ETO Magnetic produces several million parts for the automotive industry, where component traceability is a fundamental quality and compliance requirement. The company relies on laser-etched and dot peen 2D codes as individual fingerprints for each part — but dot peen codes on metal components proved consistently problematic. Thermal and mechanical distortion during production damaged the tiny 6×6 mm identification areas, and tool wear in the stamping process caused inconsistent impression depths and angles across marking points. Legacy code readers failed on up to 4% of these codes, and any unreadable code was automatically treated as a reject. Across a plant handling several million parts, this pseudo-failure rate represented a significant and unnecessary source of production waste.
ETO Magnetic deployed Cognex In-Sight vision systems equipped with IDMax data matrix code reading software, built on Cognex's PatMax geometry-based recognition technology. The core technical challenge was that conventional readers attempted to read dot peen marks the same way as printed codes — an approach that broke down on reflective, distorted metal surfaces. Cognex engineers introduced flat white lighting to uniformly illuminate the highly reflective areas, causing dot peen impressions to register as distinct black spots rather than ambiguous reflections. The In-Sight platform's integrated architecture — combining camera, lighting, ID software, processor, and communications interface in a single unit — reduced integration complexity and simplified line-side deployment. The system was rolled out across manufacturing lines at four facilities in Germany, Poland, China, and the United States, establishing a continuous traceability monitoring network across ETO Magnetic's global production footprint.

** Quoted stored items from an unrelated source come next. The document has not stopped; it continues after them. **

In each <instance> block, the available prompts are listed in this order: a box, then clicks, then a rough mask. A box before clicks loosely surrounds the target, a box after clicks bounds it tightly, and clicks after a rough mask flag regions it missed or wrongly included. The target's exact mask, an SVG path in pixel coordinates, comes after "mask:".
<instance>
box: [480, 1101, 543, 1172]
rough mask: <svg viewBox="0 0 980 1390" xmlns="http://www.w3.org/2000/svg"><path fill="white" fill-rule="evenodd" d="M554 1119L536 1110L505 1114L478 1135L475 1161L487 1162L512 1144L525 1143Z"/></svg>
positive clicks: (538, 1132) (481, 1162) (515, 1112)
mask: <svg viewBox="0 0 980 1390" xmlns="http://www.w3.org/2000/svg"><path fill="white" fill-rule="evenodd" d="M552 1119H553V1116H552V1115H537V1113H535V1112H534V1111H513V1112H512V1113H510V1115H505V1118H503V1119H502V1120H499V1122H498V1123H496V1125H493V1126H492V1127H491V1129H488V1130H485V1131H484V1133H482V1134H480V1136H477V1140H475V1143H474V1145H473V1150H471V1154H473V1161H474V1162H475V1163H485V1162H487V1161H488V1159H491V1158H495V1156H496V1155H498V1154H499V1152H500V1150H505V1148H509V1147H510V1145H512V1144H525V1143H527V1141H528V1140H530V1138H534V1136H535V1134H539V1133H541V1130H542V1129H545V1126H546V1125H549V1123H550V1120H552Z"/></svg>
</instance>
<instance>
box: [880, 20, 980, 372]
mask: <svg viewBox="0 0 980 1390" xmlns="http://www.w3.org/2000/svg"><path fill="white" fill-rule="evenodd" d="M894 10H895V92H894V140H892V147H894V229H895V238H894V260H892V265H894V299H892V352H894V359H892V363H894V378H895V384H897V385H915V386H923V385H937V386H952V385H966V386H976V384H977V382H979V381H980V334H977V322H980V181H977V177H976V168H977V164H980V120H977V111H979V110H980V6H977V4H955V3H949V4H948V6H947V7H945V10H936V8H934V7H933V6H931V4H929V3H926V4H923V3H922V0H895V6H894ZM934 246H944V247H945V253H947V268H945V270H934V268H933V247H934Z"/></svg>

The primary outcome was a near-elimination of pseudo-failures: the code read failure rate fell from 4% to approximately 0%, removing an entire class of false rejects from high-volume production. Beyond the headline metric, ETO Magnetic built traceability that exceeded its customers' own requirements — tracking every part through all individual sub-components, down to the delivered loads of copper wire used in electromagnetic windings. This depth of visibility enabled early detection and correction of process and material faults before defects could propagate downstream.